AWS Kinesis optimal shards and cost estimation

AWS Kinesis optimal shards and cost estimation

AWS Kinesis optimal shards and cost estimation with hands on demo using producer and consumer long running tasks

Amazon Kinesis makes it easy to collect, process, and analyze real-time, streaming data at any scale at the most optimal costs. It supports real-time data such as video, audio, application logs, website clickstreams, and IoT telemetry data for various applications.

Calculation of optimal number of shards is important for improving the efficiency and lower the cost of the data stream.

We are going to use a simpler producer and consumer process using the code base present in this repo Kinesis shard estimation

Producer

Generates random characters, and then put the generated random characters into the stream as records.

Consumer

Gets batches of records and then seeks through the records for the search pattern and shows on terminal.
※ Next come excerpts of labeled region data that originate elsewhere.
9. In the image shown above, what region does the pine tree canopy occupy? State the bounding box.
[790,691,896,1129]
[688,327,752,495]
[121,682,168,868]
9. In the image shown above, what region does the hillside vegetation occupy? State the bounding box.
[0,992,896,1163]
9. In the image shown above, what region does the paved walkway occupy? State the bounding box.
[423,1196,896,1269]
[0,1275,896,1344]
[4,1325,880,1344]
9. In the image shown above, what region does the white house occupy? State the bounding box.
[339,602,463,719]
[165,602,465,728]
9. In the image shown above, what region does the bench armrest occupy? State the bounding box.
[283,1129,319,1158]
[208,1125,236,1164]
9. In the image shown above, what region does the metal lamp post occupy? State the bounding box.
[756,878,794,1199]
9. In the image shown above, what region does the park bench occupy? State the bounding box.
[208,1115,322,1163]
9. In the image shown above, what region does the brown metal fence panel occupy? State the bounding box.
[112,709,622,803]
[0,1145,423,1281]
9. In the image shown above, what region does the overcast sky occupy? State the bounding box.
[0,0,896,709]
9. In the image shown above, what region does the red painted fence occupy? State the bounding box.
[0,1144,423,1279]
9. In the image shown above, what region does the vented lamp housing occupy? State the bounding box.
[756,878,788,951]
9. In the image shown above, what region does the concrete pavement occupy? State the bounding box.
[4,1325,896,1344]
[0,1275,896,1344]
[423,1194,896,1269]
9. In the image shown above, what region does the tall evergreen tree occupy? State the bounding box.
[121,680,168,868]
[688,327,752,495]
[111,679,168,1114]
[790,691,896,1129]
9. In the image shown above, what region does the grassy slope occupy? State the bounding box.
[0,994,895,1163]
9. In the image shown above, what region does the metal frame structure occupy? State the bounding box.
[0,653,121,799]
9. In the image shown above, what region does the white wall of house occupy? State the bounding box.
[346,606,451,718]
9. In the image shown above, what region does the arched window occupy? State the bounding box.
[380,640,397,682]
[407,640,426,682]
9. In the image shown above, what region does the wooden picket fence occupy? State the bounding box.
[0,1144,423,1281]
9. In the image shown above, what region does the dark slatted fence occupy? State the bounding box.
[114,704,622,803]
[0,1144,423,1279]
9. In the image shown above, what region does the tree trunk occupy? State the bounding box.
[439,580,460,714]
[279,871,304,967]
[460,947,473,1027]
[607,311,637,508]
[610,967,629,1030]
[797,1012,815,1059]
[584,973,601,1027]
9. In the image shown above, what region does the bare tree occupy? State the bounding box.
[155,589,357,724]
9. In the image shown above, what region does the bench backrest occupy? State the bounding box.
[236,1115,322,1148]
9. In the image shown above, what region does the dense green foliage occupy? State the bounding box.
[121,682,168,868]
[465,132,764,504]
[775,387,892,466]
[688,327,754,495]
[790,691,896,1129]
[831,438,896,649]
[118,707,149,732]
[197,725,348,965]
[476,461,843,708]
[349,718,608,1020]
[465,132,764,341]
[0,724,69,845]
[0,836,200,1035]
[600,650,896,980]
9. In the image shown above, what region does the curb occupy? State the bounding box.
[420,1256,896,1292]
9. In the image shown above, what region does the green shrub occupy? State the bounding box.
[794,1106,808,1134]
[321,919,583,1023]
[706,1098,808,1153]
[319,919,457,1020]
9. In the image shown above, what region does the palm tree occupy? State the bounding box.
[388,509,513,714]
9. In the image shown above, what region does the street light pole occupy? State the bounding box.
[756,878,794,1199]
Now, install boto python package for interaction with AWS. pip install boto and start the long running tasks.

Long running tasks

nohup python producer.py test --shard_count 1 --poster_count 50 --poster_time 34560 --quiet &

nohup python worker.py test --sleep_interval 0.1 --worker_time 34560 > 01consumer.out 2> 01worker.err < /dev/null &

With this setup done we will start getting the results from consumer where it will find the patterns in the data.

+-> shard_worker:0 Got 25 Worker Records
+--> egg location: [797, 1893] <--+
+--> egg location: [1113] <--+

With this basic understanding and hands on we will look at a real world example and perform shard and cost estimation.

Shard estimation

Question

20 stock exchange servers are generating 10 records of 250kb of data each second. 3 trading servers are consuming 50000kb of such data each second. Estimate no. of shards required for this requirements in AWS Kinesis.

Solution

AWS has defined the below formula to calculate the number of shards

Number_of_shards = max(incoming_write_bandwidth_in_KiB/1024, outgoing_read_bandwidth_in_KiB/2048)

In our case,

incoming_write_bandwidth_in_KiB =

avg.data size in kb * records per second
                                = 250 * 20* 10 = 50000

outgoing_read_bandwidth_in_KiB =

incoming_write_bandwidth_in_KiB * consumers
                                =  50000 * 3 = 150000

So, No.of.Shards

= max (50000/1024,150000/2048)
                 = max (48.8 , 73.2)
                 = 73.2

and hence 74 shards.

Cost estimation

Total number of shards = 74 Hours in a month = 730

74 shards x 730 hours in a month = 54,020.00 Shard hours per month

54,020.00 Shard hours per month x 0.015 USD = 810.30 USD

Shard hours per month cost: 810.30 USD

There can be additional cost based on Extended data retention or Enhanced fan-out etc. if being used.